Rapor, nüfusun yaşlanmasının zamanımızın belirleyici bir küresel eğilimi olduğunu savunuyor. Küresel olarak, 2021’de doğan bir bebek, 1950’de doğan bir yenidoğandan ortalama 25 yıl, yani 71 yıl daha uzun yaşayabilir ve kadınlar erkeklerden ortalama beş yıl daha uzun yaşar.
Bölgeler arasında, Kuzey Afrika ve Batı Asya ve Sahra Altı Afrika’nın önümüzdeki otuz yılda yaşlı insan sayısında en hızlı artışı yaşaması bekleniyor. Bugün Avrupa ve Kuzey Amerika birlikte en yüksek yaşlı nüfus oranına sahiptir.
tarafından yayınlanan raporda, BM Ekonomik ve Sosyal İşler Departmanı “Doğurganlık azaldıkça, gençlerin oranı azalırken, çalışma çağındaki yetişkinlerin ve nihayetinde yaşlıların oranı artıyor. Daha fazla yaşlanma, daha fazla insanın daha uzun ve daha sağlıklı yaşamasından kaynaklanır.” Rapora göre, sağlık ve tıbbi tedavilerdeki gelişmeler, eğitime daha iyi erişim ve azalan doğurganlık bu dönüşümü yönlendirdi.

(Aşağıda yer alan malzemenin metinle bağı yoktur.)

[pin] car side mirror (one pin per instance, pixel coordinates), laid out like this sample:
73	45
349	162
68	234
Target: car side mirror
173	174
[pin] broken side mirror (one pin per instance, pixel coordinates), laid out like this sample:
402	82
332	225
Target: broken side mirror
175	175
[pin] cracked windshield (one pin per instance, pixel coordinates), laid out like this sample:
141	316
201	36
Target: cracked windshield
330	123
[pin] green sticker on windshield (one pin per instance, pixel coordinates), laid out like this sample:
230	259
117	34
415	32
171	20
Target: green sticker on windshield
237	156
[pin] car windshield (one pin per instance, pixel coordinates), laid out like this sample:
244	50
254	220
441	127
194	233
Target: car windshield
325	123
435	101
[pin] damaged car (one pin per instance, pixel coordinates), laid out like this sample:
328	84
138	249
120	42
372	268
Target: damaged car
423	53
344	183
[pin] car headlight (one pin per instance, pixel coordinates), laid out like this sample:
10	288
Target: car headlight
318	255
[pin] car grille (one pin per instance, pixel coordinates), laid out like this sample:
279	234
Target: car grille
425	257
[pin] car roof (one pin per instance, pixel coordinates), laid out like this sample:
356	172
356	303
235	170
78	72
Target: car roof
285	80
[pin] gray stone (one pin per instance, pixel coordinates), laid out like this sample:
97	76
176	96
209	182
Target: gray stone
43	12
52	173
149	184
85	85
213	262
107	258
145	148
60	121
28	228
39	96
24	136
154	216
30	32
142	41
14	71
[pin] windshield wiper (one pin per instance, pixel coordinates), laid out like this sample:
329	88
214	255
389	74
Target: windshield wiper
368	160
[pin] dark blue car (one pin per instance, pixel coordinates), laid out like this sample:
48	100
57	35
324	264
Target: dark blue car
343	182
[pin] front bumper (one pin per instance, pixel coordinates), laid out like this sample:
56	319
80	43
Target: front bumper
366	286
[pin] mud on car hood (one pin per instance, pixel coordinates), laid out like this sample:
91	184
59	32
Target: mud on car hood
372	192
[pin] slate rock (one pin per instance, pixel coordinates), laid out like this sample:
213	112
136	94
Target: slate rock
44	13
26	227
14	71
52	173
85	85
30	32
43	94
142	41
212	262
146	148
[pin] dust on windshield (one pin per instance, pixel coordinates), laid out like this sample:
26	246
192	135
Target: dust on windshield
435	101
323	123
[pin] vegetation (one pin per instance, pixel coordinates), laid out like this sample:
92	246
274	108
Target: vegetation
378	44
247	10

Ancak, nüfusun yaşlanmasına neden olan sağlık ve eğitimdeki gelişmelerden herkesin eşit şekilde yararlanmadığı vurgulanmaktadır.

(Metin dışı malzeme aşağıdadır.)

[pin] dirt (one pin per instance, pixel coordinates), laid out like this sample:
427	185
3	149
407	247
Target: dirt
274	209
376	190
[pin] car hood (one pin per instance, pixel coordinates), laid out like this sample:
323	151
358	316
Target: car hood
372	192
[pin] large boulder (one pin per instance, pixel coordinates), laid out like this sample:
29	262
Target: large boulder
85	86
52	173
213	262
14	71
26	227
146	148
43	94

Artan emekli maaşı ve sağlık hizmetleri maliyetlerinin ortasında, BM raporu, yaşlanan bir nüfusun faydalarından yararlanmanın doğumdan itibaren fırsat eşitliğini teşvik etmekle başladığını vurguluyor. Ayrıca çoğu ülkede hükümet harcamaları, uzun süreli bakım için artan talebi karşılamak için yeterli değildi.
Raporda, nüfusun yaşlanması nedeniyle uzun süreli bakım talebinin arttığı vurgulanıyor. Rapor, COVID-19 krizinin uzun süreli bakımdaki bu zayıflıkları ortaya çıkarmış olmasına rağmen, bu yönün hala politikada yeterince ilgi görmediğini endişeyle belirtiyor.
Rapor, gerektiğinde emeklilik planları da dahil olmak üzere sosyal koruma sistemlerinin yeniden gözden geçirilmesi çağrısında bulunuyor. “Yaşlılıkta herkes için ekonomik güvenlik ve sağlık sağlamak için, sağlık hizmetlerine ve eğitime evrensel erişim ve insana yakışır iş fırsatları da dahil olmak üzere doğumdan itibaren eşit fırsatlar teşvik edilmelidir. Raporda, onlarca yıllık ücret durgunluğunun, insanların yaşlılıkta kendilerini geçindirecek kadar tasarruf etme yeteneğini tehlikeye attığı belirtiliyor.